You came to me as a stranger, my grandmother you were.
You seemed so strong, your laugh plentiful….
Until one day, your strength was gone.
A stranger no more, a friend you had become….
We laughed as I sat beside your bed, too weak you were to join me.
I read to you, as you lay there, your feeble hand in mine.
A child was I…. No way of knowing what soon would transpire.
In horror, watching you choke on something, so easy too chew. Your last meal, not to be had.

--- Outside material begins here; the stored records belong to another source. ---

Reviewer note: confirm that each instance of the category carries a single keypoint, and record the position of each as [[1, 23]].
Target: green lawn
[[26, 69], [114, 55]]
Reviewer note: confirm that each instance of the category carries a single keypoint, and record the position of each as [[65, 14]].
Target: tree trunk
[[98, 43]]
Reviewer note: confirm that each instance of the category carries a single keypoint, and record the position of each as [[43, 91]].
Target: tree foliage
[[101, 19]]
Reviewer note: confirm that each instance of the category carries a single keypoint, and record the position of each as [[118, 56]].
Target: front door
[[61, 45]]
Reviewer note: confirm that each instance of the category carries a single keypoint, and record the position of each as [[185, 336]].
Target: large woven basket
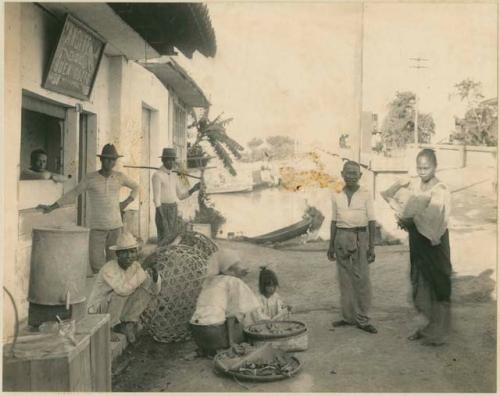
[[182, 269]]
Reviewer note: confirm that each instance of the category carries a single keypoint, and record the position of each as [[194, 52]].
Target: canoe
[[283, 234], [229, 189]]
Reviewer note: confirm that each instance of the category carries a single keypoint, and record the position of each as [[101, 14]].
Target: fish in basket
[[286, 335], [260, 364]]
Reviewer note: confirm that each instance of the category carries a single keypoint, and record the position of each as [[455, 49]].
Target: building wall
[[121, 89]]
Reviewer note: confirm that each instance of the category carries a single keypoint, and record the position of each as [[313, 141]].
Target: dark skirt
[[431, 284], [433, 263]]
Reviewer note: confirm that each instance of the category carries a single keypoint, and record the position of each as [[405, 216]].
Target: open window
[[42, 129], [179, 130]]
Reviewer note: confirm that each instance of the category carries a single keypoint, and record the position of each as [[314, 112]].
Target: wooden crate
[[97, 327], [54, 364]]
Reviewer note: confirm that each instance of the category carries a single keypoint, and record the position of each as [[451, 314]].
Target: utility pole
[[417, 63], [357, 153]]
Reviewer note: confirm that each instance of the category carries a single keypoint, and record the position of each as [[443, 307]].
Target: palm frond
[[223, 155]]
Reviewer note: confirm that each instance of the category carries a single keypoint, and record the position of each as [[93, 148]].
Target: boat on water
[[229, 188], [283, 234], [310, 222]]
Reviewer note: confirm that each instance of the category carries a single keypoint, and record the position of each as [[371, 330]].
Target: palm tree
[[213, 132]]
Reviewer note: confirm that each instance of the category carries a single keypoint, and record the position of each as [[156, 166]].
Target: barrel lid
[[61, 228]]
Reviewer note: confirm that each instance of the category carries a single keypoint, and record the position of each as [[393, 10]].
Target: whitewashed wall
[[121, 89]]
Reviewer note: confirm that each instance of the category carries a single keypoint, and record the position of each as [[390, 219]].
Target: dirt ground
[[348, 359]]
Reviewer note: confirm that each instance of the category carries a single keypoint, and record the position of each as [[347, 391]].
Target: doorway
[[145, 180]]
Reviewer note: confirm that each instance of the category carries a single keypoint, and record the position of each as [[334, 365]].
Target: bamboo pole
[[154, 168]]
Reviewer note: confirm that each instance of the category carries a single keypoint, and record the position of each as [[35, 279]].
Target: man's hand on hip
[[331, 253], [371, 254]]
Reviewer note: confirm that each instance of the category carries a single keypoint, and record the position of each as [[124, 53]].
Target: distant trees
[[277, 147], [479, 125], [399, 124]]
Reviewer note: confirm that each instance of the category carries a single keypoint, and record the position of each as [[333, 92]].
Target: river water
[[259, 212]]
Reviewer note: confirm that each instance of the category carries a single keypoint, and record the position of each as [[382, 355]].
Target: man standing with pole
[[352, 246], [166, 193], [104, 221]]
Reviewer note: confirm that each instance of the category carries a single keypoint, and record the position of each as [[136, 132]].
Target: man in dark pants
[[167, 190]]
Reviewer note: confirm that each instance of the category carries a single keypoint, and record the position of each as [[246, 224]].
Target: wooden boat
[[311, 221], [283, 234], [229, 188]]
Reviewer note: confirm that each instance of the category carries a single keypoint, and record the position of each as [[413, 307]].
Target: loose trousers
[[351, 249], [99, 244]]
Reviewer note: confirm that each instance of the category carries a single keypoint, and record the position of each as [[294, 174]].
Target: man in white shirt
[[352, 245], [167, 191], [123, 289], [104, 219]]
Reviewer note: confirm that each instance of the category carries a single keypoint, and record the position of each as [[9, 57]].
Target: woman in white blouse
[[425, 218]]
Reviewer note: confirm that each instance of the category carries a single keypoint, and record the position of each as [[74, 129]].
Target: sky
[[295, 68]]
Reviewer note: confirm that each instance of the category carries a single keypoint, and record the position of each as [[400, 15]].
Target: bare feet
[[415, 336], [430, 342], [341, 323], [368, 328]]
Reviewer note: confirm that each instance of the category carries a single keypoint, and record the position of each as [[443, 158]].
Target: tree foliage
[[214, 132], [399, 124], [479, 125], [254, 143]]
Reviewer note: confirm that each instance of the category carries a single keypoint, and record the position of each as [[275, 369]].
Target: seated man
[[38, 171], [123, 289]]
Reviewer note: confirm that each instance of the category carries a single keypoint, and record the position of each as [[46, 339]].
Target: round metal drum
[[59, 261]]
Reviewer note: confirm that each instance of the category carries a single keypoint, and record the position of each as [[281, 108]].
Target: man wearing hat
[[167, 190], [123, 289], [104, 218]]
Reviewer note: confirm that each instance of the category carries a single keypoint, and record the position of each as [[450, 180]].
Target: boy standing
[[352, 245], [167, 191]]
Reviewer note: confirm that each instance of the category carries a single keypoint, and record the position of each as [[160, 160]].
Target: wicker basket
[[182, 269]]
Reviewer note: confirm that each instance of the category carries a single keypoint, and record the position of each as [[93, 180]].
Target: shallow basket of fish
[[267, 330], [257, 364], [183, 270]]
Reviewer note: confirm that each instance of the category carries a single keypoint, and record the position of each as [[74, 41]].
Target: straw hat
[[169, 152], [125, 241], [109, 151]]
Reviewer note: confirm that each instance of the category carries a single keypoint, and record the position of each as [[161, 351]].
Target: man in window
[[167, 190], [105, 221], [38, 171]]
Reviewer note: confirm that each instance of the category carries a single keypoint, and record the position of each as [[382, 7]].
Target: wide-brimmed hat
[[125, 241], [169, 152], [109, 151]]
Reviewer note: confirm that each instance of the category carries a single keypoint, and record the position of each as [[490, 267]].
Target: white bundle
[[402, 199]]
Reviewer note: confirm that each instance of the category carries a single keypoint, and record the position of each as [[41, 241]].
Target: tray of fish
[[262, 364], [275, 329]]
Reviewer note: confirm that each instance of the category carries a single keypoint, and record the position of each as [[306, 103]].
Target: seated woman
[[38, 171], [225, 304]]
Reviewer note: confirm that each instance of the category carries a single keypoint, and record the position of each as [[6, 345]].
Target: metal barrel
[[59, 261]]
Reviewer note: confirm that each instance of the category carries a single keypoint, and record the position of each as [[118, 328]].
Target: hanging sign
[[75, 62]]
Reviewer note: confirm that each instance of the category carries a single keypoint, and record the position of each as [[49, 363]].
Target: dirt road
[[347, 359]]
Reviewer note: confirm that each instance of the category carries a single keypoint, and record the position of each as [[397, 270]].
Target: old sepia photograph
[[254, 196]]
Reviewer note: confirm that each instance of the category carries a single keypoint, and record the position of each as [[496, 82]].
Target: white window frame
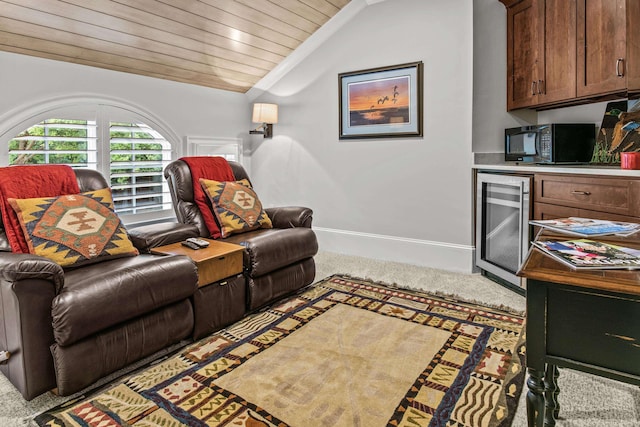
[[103, 111], [215, 146]]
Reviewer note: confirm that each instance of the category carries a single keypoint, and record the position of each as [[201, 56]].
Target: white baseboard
[[445, 256]]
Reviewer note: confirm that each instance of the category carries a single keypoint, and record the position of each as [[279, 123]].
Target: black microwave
[[558, 143]]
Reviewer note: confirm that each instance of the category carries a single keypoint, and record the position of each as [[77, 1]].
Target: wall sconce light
[[267, 114]]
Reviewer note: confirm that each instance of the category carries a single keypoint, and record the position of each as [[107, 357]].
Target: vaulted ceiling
[[223, 44]]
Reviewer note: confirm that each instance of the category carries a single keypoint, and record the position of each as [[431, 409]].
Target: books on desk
[[586, 227], [590, 254]]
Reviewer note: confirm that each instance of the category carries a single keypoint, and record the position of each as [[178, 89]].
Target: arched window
[[119, 143]]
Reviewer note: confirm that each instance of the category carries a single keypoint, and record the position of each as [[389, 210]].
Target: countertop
[[495, 162]]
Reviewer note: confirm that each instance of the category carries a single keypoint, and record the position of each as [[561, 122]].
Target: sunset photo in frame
[[383, 102]]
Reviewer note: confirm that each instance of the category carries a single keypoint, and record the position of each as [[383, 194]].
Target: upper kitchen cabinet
[[633, 48], [569, 52], [522, 54], [558, 44], [602, 47], [535, 73]]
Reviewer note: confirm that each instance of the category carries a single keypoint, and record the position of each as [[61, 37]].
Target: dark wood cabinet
[[587, 196], [569, 52], [557, 63], [522, 54], [534, 74], [602, 47], [633, 48]]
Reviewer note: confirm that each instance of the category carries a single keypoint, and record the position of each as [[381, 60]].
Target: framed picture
[[383, 102]]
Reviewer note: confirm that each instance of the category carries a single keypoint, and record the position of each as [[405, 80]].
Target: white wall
[[27, 83], [395, 199]]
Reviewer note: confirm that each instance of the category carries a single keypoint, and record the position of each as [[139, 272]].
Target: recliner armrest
[[290, 216], [146, 237], [16, 267]]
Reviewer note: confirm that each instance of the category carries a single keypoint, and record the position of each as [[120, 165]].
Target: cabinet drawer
[[595, 328], [612, 195]]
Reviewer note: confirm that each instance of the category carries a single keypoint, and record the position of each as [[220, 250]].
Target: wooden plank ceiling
[[223, 44]]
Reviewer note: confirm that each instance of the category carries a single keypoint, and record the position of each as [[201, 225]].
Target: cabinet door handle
[[619, 69]]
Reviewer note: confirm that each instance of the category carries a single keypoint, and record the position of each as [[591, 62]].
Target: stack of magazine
[[585, 253]]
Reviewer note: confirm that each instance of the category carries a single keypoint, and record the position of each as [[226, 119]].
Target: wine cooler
[[503, 210]]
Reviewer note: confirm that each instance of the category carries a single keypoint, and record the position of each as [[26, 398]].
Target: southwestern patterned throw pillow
[[74, 229], [236, 206]]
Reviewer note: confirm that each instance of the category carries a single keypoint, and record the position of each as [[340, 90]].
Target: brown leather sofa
[[66, 328], [277, 261]]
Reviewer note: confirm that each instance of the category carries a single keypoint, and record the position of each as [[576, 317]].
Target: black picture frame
[[383, 102]]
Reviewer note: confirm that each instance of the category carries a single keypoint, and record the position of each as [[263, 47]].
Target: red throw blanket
[[28, 181], [207, 167]]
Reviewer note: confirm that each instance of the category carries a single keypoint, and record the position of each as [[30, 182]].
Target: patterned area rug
[[344, 352]]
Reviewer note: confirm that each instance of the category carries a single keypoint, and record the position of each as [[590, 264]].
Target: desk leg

For days you lay there, sleeping it seemed… your body too tired from the fight it was fighting…
Had you left me already?
A week or more, you lay in this vegetative state. Never knowing if each breath you’d breathe would be your last.
You awoke one day, as if to say, you weren’t through yet.
For a day or two, I had you back. My young mind not knowing it was too good to be true.
A simple hug, you had asked me for. A joke thought I… and did deny!
When I awoke the next morning, your bed was empty. You hadn’t awaken on this side of Heaven.
That empty bed, forever engraved in my mind, and the regret of not hugging you goodbye.
You’re happy now…. Not a care in the world.
You’re running the shores of Heaven, with no thought of your next breathe.
You left me to fend for myself. No hand to hold.
You left me to cry, bitter, broken tears.
You left me, for a place where you feel no sickness!
You watch from a better place. For better care, can you take of those below, from where you are now!